All homogeneous N=2 M-theory truncations with supersymmetric AdS4 vacua
Davide Cassani, Paul Koerber, Oscar Varela
TL;DR
This work constructs a comprehensive dimensional reduction of 11D supergravity on seven-dimensional manifolds with SU(3)-structure, yielding 4D N=2 gauged supergravity with rich electric and magnetic gaugings. Using a finite left-invariant basis of forms and geometric fluxes, the authors derive a consistent truncation that naturally produces non-abelian vector gaugings and Heisenberg-type hyperscalar gaugings, with the 4D action matching the standard N=2 gauged supergravity framework.
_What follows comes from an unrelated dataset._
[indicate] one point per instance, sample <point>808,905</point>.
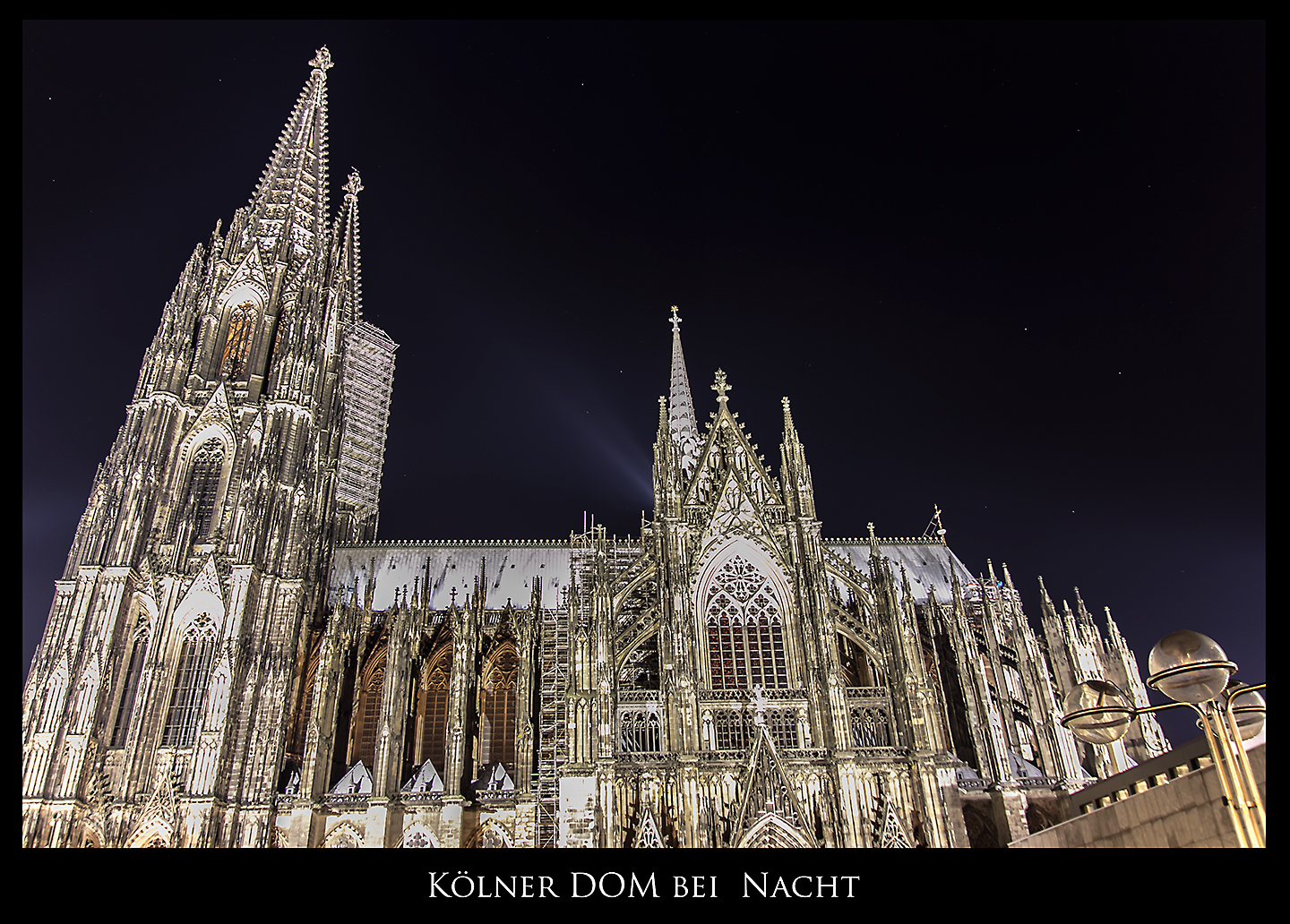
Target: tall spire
<point>346,266</point>
<point>685,432</point>
<point>289,207</point>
Specializing to all homogeneous SU(3)-structure cosets that support supersymmetric AdS$_4$ vacua (including S^7, M$^{110}$, Q$^{111}$, V$_{5,2}$, and Aloff-Wallach spaces N(k,l)), they obtain explicit scalar manifolds, gaugings, and vacuum structures, revealing a spectrum of vacua with N=2 and N=1 supersymmetry as well as a new non-supersymmetric AdS point in some models. The results unify Sasaki-Einstein and weak G$_2$-type structures within a single LI truncation framework and extend known reductions to new gaugings, enriching the M-theory landscape for holography and moduli stabilization.
Abstract
We study consistent truncations of M-theory to gauged N=2 supergravity in four dimensions, based on a large class of SU(3)-structures in seven dimensions. We show that the gauging involves isometries of the vector multiplet scalar manifold as well as the Heisenberg algebra and a special isometry of the hyperscalar manifold. As a result, non-abelian gauge groups and new non-trivial scalar potentials are generated. Then we specialize to all homogeneous SU(3)-structures supporting supersymmetric AdS4 vacua. These are the Stiefel manifold V52, the Aloff-Wallach spaces N(k,l), the seven-sphere (seen as SU(4)/SU(3) or Sp(2)/Sp(1)) and the M110 and Q111 coset spaces. For each of these cases, we describe in detail the N=2 model and discuss its peculiarities.